Like any addict, I do my best to exert control. I keep my working machines to an even dozen. In case of the Zombie Apocalypse, when computers will be rendered obsolete, I will be prepared to start a newsroom once again. But in the present, when it comes to repairs, I’m on my own.
This was not always the case. When one of my typewriters fell off a shelf one day and the carriage return seemed broken, I knew I needed help. I found it about an hour from my house, at the New Haven shop of a man named Manson Whitlock.
Mr. Whitlock was then a youngster of 90 who started his career in 1930 working in the typewriter department of his father’s bookstore. I lugged the typewriter up a steep stairway and entered his workshop, which was as neat as an Army barracks before inspection. Mr. Whitlock wore eyeshades on his head, had on a clean white shirt, vest and a tie. I told him my woes and he immediately reached over and lifted one end of the carriage, pointing to something bent that I hadn’t noticed. He said he would fix it, but warned that he was slow. When he called two months later, he said, “Your invoice will be higher than expected. I hope you don’t object.” As I added hundreds of dollars in my head, he said, “The bill is $26.”
Amazing.
Mr. Whitlock died 10 years ago and since his passing I have joined every typewriter maintenance group on Facebook, if only to learn the best way to remove the layers of nicotine that many of the machines come with, a throwback to an era when a cigarette dangled from the lip of every typist.
My typewriters have come in handy in more ways than one.
When I type on one of these machines, my writing is often more thoughtful. The act of using a typewriter slows down the process. Robert Caro, the great author of “The Power Broker,” and the multi-volume biography of Lyndon Baines Johnson, still writes his superb books on an electric typewriter (using carbon paper to make a duplicate!), and I say, good for him.
I’ve completed a memoir of growing up in Buffalo, New York, based on diaries I kept as a teenager. (My agent on this very day sent it to 12 publishers. Stay tuned.). Whenever I got stuck during the two-year-long process of writing and rewriting, I would turn away from the computer, pick a typewriter and start typing.
When finished I would unroll the paper, stick it in a drawer and walk away for a few days.

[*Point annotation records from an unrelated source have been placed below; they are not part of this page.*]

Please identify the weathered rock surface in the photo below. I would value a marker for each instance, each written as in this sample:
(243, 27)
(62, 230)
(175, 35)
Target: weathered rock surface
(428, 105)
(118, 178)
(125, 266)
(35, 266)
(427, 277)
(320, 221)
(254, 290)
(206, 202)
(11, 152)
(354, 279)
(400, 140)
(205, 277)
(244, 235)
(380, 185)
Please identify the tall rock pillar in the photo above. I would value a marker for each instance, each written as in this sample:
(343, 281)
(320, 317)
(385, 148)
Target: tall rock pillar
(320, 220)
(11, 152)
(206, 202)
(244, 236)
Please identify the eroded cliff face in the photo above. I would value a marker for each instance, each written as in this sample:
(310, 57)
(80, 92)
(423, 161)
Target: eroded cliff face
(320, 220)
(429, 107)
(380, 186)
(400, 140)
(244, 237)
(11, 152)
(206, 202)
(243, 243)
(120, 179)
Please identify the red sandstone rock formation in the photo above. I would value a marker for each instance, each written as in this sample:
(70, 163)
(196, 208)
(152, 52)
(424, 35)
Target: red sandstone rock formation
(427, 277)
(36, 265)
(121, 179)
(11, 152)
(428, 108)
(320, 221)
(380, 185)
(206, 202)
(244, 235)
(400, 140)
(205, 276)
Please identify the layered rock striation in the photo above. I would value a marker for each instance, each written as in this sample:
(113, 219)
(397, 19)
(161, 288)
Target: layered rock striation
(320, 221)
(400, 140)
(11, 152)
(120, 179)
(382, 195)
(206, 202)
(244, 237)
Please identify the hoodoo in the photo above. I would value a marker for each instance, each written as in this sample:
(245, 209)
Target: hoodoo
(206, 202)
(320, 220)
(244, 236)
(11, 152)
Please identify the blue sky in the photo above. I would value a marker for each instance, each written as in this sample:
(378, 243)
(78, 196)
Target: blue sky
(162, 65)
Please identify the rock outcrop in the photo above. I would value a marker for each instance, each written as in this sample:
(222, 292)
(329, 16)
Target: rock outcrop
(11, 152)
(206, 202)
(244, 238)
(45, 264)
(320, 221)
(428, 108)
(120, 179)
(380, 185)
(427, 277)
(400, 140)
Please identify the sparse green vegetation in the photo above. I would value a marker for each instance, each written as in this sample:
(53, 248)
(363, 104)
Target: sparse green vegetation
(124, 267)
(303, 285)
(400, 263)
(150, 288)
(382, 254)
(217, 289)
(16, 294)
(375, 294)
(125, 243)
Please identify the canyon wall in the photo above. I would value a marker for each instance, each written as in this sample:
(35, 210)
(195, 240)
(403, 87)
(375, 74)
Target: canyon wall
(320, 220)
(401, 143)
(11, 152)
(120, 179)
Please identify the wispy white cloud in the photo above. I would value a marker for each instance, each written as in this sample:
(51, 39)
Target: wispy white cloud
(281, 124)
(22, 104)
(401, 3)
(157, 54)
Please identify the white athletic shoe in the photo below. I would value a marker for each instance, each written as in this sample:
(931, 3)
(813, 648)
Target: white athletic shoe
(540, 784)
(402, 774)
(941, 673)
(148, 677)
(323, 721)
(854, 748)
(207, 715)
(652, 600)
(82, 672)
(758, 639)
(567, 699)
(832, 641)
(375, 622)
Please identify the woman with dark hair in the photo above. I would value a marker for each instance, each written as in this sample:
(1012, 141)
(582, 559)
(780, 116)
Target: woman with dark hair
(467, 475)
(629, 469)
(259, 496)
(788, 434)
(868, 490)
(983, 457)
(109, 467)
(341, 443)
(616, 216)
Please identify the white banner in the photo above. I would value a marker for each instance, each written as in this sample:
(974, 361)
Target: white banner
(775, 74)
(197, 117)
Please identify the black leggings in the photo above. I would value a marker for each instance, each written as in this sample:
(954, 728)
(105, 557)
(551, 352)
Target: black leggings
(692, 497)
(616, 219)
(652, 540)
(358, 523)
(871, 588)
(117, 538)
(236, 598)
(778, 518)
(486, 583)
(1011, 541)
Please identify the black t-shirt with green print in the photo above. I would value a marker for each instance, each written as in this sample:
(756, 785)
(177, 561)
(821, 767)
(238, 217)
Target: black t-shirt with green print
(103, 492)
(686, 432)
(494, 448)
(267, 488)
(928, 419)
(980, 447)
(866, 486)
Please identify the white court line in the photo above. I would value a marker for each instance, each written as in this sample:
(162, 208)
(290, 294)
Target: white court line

It would always break through my writer’s block and enable me to write again on a computer, using just a fraction of the words I had typed out on one of my trusty antiques.
We lose something when these beautiful machines are discarded and unused.
And many kids are fascinated by them.
My granddaughter Ellie picks a different typewriter to bang on every time she visits. Happily, she prefers a pretty red Olympia Splendid 33, manufactured in the 1950s and far from fragile. When she starts typing, I can’t stop smiling.
She doesn’t know yet that typewriters are throwbacks to a different era. She doesn’t see them as hopelessly uncool. Ellie only knows that they make very satisfying noise and can make dozens of letters on paper that she can then take out and show her mother.
It has occurred to me more than once that I may be creating another addict. With the shamelessness of age, I don’t give a damn. Pass the cookie dough ice cream!
Twenty-odd years ago, my husband showed our young niece how a typewriter works and she was amazed that the words on paper instantly came right out of the machine - no printing machine required. "Wow!" she said. "Is this the latest thing?"
I've always wanted to own a typewriter — I don't know if its my age (generation?) and the need to throwback to the "early days" but there is something so fascinating about the physical click-clack tap-tap-tap sound as the keys hit the page. I've not yet purchased one, I would love to write small notes using one. I hope your memoir gets published, I would love to read it. I see the appeal of the red Olympia Splendid 33 - it looks like a very sturdy piece of work.